Qu’arrive-t-il à mon enfant ?

Peut-être avez-vous échafaudé de multiples hypothèses sur l’origine de ce qui arrive à votre enfant ou bien vous avez lu des articles et ouvrages sur la dyslexie ainsi que d’autres difficultés d’apprentissage. Peut-être même avez-vous pensé que telle alimentation, dispute ou événement aurait pu être à l’origine de ses difficultés….

Nous voulons tellement que nos enfants soient heureux ! Qu’ils soient sages, bons et pleins de vie …
Et parfois nous rêvons qu’ils soient célèbres, qu’ils aient fait quelque chose de beau, utile, une grande découverte … Mais comment faire ? Comment l’aider à se sentir bien avec lui-même, à s’ouvrir au monde qui l’entoure, à découvrir ses envies et ses talents, à apprendre avec plaisir?

Pour commencer, ayez confiance absolue en lui et en ses capacités, car le développement de l’être humain n’est pas exclusivement conditionné, comme peuvent le laisser croire certaines théories, par des gènes, des anomalies du cerveau, ou des dommages périnataux. Cette interprétation des théories nous fait peur, nous enferme, et nous bloque. Cela peut nous mettre en désarroi ou en colère. Ces théories tentent en effet d’expliquer l’origine des problèmes, mais il ne faut pas oublier que l’être humain est beaucoup plus qu’une origine ; il a en lui toute une personnalité, ses talents, ses possibilités de développement et de dépassement de ses limites.
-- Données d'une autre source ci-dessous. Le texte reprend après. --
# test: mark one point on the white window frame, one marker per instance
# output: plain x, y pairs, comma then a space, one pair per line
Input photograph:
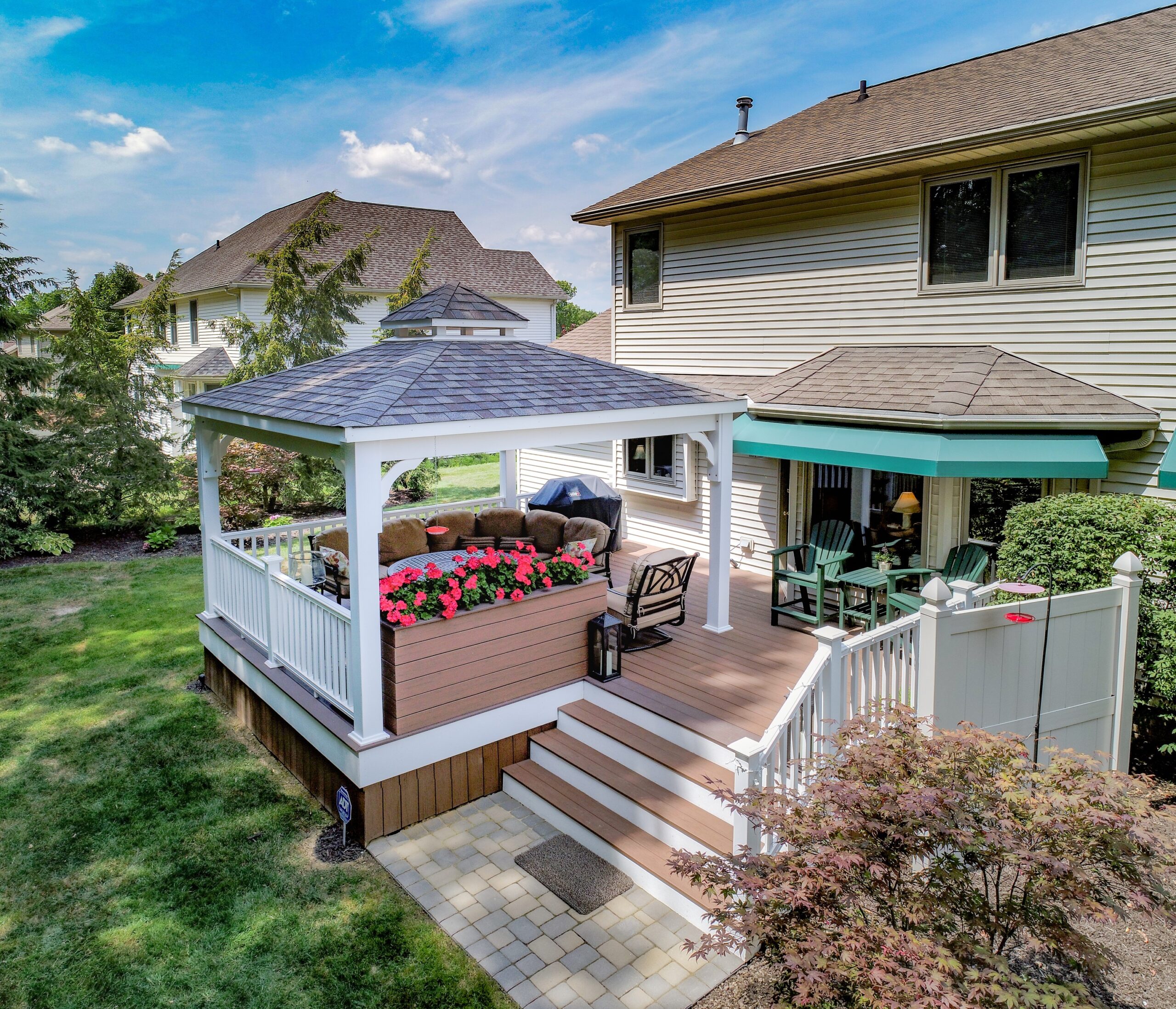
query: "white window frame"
637, 230
650, 478
998, 228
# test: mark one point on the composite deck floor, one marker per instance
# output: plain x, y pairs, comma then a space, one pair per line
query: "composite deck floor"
736, 680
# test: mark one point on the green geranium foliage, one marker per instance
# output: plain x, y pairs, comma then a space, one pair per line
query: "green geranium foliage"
1080, 537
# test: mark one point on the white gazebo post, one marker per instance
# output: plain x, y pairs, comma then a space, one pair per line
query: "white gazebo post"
720, 476
211, 449
365, 511
509, 476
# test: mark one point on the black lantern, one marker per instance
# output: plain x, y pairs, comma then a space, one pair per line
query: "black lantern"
605, 647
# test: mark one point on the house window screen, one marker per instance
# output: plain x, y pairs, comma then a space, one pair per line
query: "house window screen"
644, 267
1042, 223
960, 241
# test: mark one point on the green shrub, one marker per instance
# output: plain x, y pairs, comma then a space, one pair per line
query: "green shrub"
162, 539
1080, 537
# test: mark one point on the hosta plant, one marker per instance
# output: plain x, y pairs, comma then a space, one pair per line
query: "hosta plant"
931, 869
480, 577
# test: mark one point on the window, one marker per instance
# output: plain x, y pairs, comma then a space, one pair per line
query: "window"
650, 458
1018, 226
643, 268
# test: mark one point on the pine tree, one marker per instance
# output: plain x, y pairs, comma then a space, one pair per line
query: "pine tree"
310, 299
414, 284
28, 490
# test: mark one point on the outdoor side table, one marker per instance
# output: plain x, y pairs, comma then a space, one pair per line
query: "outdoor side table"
871, 581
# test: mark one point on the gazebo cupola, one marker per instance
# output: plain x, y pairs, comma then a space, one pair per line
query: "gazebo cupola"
453, 312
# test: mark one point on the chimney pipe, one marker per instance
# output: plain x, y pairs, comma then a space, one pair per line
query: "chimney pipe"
742, 105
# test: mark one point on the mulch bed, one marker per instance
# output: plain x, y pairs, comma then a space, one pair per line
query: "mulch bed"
123, 547
328, 846
1143, 975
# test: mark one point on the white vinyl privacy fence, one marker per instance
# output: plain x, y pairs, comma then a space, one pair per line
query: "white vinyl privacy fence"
960, 661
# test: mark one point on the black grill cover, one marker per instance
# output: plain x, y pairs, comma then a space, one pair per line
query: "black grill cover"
582, 498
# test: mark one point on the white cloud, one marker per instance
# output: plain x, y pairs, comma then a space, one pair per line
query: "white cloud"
105, 119
13, 186
408, 161
136, 144
589, 144
34, 38
56, 145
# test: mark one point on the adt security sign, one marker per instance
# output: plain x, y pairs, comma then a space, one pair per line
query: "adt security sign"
344, 807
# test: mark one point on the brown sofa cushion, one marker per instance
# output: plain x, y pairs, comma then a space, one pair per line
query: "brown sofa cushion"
334, 540
501, 522
481, 543
402, 538
547, 528
459, 522
587, 531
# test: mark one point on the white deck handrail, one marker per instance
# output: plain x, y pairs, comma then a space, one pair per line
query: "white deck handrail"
845, 678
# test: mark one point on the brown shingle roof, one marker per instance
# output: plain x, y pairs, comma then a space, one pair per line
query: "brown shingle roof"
965, 383
457, 255
427, 381
1124, 62
593, 339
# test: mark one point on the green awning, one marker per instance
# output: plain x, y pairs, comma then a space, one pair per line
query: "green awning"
1034, 454
1168, 467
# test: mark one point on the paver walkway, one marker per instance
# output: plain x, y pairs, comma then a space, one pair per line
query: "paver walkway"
460, 867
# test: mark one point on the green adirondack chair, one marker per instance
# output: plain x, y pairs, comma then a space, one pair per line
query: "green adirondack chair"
819, 562
966, 562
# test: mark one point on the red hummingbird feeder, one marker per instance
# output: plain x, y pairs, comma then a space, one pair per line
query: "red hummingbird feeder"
1021, 590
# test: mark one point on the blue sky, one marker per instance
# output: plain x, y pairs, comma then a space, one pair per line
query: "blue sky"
131, 129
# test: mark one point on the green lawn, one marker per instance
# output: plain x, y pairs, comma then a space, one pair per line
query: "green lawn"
153, 854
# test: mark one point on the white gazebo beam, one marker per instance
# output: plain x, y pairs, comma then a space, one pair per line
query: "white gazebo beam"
365, 518
719, 473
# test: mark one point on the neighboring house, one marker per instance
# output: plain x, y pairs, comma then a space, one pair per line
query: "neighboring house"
225, 280
921, 285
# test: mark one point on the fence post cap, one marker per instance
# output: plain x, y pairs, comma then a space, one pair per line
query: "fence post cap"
1128, 564
937, 591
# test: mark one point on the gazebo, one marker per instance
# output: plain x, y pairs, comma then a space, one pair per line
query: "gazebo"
441, 390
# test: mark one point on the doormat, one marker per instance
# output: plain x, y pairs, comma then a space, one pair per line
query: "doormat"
579, 878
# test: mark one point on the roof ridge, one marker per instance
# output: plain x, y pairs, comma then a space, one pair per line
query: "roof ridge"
1006, 50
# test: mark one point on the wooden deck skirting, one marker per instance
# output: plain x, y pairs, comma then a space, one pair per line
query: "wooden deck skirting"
445, 669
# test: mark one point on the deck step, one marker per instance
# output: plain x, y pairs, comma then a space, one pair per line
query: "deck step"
631, 841
691, 766
686, 820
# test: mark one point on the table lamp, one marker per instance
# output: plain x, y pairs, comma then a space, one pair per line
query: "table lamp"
906, 506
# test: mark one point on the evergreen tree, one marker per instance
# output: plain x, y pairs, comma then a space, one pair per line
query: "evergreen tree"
414, 284
568, 316
28, 490
310, 299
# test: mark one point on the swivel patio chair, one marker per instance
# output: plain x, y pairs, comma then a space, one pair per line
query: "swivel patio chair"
819, 564
966, 562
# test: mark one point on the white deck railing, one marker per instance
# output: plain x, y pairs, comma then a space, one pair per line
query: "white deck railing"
280, 540
847, 676
297, 629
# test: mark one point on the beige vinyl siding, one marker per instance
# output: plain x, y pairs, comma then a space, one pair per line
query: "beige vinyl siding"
763, 286
665, 522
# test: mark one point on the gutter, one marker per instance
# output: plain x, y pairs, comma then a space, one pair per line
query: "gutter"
954, 423
833, 169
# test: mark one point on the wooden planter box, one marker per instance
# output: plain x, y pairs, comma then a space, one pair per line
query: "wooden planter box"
445, 669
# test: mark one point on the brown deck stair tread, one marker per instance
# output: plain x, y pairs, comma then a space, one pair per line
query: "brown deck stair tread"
626, 838
704, 827
715, 730
691, 766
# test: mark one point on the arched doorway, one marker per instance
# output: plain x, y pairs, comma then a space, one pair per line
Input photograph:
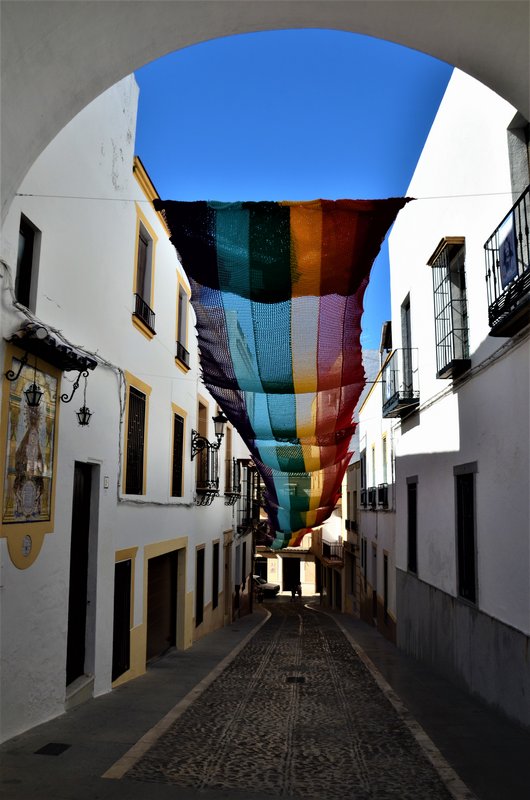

Alors, ne baissez pas les bras, la solution existe, vous la trouverez et la mettrez en œuvre. Il en va de votre enfant et de vous-mêmes.

 

Qu’est-ce que la dyslexie ?

Et si vous imaginiez un instant que la dyslexie de votre enfant ou peut-être la vôtre, ou de tous deux, soient une chance? Cela vous est difficile à croire, n’est-ce pas? Mais peut être le soupçonnez-vous déjà, car en fin de compte vous observez votre enfant et vous voyez peut-être sa capacité particulière de pensée spatiale, de planification, de créativité et son côté ingénieux….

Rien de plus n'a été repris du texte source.